「新しい料理の発見は、新しい星の発見よりも、人類の幸福に貢献した」
19世紀初頭のフランスの美食家ブリア=サヴァランの言葉です。
新しい星を発見しても人々の暮らしには何の影響も与えないが、新しい料理法や料理を発見することで世界中の人々を美味しさで幸福な気持ちにすることができる、という意味らしいのですが、とにかく美味しいことは幸せだ、美味しいものは人を幸せにする、と勝手に解釈しています。
私は20歳を超えた頃から料理人の友達が沢山できました。
そのころからフランス料理に興味を持ち、星付きレストラン巡りをした時代があります。
1980年代後半、はじめての三つ星レストラン訪問はパリ16区にある「ジャマン」。
当時のオーナーシェフはジョエル・ロブション氏ですが、もともとはレーモン・ジャマン氏という、パリのパレ・ロワイヤルにあるレストランで働いていたギャルソンが独立して開業したお店です。
そのお店はグラン・ヴェフェールという由緒正しい現在進行形の伝説のレストランで、アレクサンドル・デュマやナポレオンとジョゼフィーヌなど、ワインの教科書にも必ず登場する歴史的人物が食事をしたといわれています。
独立したジャマン氏が亡くなった後、1981年にお店の名前と共に引き継いだのが、ジョエル・ロブション氏でした。
引き継いだ3年後、1984年に最高の栄誉であるミシュランの三つ星を獲得するというスピード出世。
パリにわずか4軒しかない三つ星レストランのひとつとなり、弱冠39歳の最年少オーナーシェフは世界中に注目されることになります。
ジョエル・ロブション氏は1945年4月7日、フランス・パリの南西340kmに位置するポワティエ生まれ。
お父様は左官職人で料理とは全く関係のない家に生まれましたが、家庭の事情で進学せず15歳の時に開業したばかりのホテルに料理見習いとして勤めました。
そこで出会ったシェフが彼の料理人生を変えたそうです。
シェフは知識が豊富で職人気質。
シャルキュトリー(肉加工品)、パティスリー(菓子)、コンフィズリー(果実煮)など何でも作れて、寒い冬にシャツ一枚で森や川にでかけ、ちょこちょこっと材料を仕留めてくる、そんなシェフの下で働いたことで、勉強しよう、良い職人になれるよう努力を惜しまないと心に決めました。
当時の月給は50フラン、そのうち部屋代が30フランで、1年に2~3日しか休日は無く、洋服も買えず、食べることにも不自由した修業時代。
それでもお金が欲しいから料理人を捨てようとは決して思わなかったそうです。
ジョエル・ロブション氏の料理で印象的なのは、お皿の淵を飾るドットとソースの美しい色合い。
ポツポツと均等間隔の水玉模様のソースは、失敗したらどうするのかしら?と心配になるくらいの細かい作業。
でも私が忘れられないのは、赤ピーマンのバヴァロアとポム・ピュレと呼ばれるマッシュポテトの味。
オマール、フォアグラ、トリュフ、モリーユなどの高級食材よりもピーマンとジャガイモがこんな素敵な味になるのだ、と感動すら覚えました。
「年をとればとるほど、何が真実か気づくようになった。
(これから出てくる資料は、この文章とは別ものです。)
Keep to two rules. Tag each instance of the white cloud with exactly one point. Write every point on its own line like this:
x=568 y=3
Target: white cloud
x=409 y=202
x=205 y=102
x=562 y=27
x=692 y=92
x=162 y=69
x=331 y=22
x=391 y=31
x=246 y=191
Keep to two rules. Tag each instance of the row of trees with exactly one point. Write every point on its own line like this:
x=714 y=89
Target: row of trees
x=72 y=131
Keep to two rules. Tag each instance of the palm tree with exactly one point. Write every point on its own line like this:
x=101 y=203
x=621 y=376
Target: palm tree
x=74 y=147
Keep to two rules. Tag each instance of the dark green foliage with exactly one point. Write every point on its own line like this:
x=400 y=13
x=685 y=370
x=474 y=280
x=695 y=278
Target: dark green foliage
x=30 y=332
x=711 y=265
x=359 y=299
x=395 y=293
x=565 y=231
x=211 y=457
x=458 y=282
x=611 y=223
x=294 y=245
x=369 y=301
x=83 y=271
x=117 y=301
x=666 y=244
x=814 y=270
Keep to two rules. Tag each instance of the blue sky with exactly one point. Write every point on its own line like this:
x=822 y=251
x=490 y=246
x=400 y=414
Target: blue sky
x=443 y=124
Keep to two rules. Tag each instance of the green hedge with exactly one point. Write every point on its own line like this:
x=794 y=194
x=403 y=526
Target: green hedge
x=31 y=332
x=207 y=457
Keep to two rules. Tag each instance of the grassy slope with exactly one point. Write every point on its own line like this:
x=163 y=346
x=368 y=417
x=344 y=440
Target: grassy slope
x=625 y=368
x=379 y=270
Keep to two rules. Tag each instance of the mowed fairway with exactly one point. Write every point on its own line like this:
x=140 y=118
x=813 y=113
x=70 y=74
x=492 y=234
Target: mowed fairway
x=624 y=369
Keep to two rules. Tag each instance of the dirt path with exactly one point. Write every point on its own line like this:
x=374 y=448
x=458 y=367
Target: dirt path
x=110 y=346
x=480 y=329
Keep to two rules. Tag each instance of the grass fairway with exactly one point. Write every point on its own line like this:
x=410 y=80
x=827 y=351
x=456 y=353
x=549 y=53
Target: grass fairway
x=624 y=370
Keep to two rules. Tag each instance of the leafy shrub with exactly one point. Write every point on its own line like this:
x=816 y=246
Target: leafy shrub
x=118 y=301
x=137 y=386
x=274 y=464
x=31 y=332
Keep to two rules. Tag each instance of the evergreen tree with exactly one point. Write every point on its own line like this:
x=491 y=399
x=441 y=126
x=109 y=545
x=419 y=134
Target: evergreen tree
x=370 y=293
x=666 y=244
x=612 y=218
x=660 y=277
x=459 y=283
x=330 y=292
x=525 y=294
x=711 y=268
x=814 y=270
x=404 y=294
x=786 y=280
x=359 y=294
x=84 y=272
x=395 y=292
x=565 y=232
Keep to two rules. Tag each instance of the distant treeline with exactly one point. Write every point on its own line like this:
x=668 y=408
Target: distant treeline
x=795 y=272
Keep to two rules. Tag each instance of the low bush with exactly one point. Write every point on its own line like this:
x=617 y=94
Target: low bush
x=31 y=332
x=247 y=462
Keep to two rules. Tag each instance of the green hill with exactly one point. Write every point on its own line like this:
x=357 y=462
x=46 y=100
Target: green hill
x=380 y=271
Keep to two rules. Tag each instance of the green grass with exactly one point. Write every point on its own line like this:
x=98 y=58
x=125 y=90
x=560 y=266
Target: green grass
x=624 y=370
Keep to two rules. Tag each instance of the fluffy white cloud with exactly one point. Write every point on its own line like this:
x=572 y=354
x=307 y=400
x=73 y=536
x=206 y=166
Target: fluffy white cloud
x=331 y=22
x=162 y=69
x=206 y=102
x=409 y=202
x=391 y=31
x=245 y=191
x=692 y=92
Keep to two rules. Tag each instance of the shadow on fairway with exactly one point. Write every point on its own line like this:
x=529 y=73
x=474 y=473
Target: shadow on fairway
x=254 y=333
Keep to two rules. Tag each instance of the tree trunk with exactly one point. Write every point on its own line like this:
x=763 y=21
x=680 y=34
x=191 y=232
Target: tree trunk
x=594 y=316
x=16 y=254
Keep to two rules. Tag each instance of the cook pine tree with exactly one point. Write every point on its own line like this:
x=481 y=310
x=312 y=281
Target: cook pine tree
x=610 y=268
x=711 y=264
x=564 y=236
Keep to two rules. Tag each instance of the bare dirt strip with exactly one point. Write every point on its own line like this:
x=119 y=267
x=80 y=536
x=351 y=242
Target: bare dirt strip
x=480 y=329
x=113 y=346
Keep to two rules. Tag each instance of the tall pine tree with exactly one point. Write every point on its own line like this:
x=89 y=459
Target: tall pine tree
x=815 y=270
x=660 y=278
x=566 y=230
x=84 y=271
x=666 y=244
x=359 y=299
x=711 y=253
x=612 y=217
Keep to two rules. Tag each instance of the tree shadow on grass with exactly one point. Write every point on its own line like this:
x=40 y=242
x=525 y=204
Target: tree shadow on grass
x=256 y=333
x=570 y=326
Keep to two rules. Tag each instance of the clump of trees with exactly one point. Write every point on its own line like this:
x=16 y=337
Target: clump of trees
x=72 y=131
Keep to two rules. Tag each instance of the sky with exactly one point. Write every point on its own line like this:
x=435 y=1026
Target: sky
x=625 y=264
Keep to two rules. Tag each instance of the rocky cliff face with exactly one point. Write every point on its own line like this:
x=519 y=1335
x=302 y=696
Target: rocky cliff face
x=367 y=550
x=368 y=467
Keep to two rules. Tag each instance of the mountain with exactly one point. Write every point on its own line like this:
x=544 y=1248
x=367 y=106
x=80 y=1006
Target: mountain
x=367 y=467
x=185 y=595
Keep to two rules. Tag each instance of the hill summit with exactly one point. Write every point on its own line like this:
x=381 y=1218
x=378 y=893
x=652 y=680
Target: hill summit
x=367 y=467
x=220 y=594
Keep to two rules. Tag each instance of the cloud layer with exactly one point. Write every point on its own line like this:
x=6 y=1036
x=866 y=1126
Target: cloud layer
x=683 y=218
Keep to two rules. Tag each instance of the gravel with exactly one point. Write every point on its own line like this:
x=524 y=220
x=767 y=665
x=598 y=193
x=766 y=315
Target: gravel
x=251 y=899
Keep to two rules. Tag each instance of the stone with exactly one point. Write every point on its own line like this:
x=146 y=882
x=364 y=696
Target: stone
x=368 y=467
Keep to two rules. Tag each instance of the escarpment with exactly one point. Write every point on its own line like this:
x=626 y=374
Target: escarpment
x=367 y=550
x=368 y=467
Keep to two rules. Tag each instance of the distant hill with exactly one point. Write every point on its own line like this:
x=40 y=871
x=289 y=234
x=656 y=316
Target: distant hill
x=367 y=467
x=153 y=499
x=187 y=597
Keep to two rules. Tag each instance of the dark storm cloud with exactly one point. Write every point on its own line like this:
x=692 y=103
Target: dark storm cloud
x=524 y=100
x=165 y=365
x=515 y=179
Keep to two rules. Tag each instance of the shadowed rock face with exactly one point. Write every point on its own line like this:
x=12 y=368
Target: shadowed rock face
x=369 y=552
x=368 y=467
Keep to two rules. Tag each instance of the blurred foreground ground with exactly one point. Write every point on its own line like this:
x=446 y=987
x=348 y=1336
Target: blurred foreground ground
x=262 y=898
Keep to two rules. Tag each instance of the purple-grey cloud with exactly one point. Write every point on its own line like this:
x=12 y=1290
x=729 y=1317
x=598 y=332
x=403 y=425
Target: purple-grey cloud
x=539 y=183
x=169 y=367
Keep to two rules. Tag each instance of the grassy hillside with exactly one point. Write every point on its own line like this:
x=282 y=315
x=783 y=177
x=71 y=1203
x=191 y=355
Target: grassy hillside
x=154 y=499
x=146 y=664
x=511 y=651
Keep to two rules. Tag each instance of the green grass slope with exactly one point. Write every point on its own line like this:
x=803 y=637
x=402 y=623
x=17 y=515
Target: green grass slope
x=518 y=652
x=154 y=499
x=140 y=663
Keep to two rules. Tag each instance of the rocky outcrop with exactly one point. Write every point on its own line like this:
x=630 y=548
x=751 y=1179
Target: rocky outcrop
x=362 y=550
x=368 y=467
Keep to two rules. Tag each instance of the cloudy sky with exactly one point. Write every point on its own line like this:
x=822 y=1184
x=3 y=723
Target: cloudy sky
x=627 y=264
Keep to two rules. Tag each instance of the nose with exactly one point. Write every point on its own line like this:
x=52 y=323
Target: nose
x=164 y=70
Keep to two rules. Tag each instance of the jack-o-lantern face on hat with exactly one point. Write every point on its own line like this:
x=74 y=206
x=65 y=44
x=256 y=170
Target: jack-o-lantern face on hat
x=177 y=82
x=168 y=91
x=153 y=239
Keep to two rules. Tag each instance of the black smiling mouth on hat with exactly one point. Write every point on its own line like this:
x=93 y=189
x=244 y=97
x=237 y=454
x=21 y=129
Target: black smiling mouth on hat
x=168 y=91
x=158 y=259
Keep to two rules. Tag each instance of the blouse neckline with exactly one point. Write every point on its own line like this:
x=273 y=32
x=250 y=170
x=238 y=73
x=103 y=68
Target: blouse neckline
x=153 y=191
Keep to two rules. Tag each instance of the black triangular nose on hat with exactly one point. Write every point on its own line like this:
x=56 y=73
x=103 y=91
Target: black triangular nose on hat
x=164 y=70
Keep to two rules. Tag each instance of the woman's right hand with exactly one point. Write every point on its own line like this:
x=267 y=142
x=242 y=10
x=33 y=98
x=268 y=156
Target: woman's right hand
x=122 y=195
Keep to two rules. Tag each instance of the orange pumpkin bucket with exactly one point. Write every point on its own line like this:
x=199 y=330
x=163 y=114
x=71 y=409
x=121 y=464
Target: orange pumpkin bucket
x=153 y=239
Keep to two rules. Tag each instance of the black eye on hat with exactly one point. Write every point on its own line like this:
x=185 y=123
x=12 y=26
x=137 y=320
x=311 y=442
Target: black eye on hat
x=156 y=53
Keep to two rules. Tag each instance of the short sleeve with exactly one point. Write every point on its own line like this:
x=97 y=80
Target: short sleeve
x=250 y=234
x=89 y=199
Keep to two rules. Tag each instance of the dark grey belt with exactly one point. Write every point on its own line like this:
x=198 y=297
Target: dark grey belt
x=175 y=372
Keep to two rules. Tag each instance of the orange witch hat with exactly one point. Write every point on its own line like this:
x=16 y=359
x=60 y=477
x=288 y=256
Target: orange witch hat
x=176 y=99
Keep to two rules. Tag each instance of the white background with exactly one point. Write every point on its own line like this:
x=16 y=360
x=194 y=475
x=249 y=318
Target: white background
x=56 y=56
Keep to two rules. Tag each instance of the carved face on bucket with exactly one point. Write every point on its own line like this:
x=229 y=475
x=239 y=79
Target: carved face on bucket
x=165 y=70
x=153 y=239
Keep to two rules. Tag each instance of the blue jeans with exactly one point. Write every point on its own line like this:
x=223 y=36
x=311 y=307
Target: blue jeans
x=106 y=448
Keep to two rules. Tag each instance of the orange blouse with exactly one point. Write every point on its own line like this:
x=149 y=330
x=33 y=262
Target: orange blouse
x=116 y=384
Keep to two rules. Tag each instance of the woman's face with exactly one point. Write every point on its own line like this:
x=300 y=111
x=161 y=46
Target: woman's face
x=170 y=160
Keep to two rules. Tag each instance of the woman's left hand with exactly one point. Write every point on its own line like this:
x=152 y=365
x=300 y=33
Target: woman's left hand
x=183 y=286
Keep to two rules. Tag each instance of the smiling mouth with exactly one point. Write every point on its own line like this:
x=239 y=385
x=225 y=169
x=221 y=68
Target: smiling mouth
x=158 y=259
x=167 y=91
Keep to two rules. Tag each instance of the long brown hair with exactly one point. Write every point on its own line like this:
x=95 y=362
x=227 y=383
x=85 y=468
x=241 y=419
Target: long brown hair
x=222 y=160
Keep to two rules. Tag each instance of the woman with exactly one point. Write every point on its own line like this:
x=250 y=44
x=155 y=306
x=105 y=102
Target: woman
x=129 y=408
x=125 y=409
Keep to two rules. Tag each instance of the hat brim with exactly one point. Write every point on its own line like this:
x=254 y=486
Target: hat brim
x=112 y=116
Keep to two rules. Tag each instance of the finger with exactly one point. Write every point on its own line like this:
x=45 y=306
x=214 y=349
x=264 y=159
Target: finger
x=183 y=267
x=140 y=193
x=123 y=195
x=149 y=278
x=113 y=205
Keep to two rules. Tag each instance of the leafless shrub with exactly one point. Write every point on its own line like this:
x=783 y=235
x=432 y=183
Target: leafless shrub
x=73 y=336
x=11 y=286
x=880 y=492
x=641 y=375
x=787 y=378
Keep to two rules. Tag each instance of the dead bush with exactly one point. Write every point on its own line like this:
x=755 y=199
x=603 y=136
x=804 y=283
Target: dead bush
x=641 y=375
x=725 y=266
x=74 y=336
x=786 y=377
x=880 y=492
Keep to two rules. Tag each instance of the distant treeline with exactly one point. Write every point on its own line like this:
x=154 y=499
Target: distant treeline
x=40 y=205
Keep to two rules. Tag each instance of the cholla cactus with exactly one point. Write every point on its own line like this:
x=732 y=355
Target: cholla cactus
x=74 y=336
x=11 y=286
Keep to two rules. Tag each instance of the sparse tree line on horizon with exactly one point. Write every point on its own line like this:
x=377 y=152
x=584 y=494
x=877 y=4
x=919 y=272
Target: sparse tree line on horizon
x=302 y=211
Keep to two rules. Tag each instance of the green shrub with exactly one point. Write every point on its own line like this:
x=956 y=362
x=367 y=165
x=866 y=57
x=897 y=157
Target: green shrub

食べ物はシンプルであればあるほど、特別なものになる」、「3種類以上の味を1つの皿で合わせようとは決してしない。
調理場に入れば、どういう料理で、使われているのがどういう材料か、すぐに分かるのが好きだ」とジョエル・ロブション氏は言っています。
一世を風靡した伝説的なフランス料理人、ジョエル・ロブション氏が亡くなったのは今年8月6日。
美食の世界に対する足跡と貢献は今後も称賛されることでしょう。
客席に出てお客様に挨拶をしないジョエル・ロブション氏。
初めての三つ星レストラン訪問の思い出は、ジャマンの厨房裏口の前で何時間も待ち、ムッシュ・ジョエル・ロブションに握手をしてもらったことです。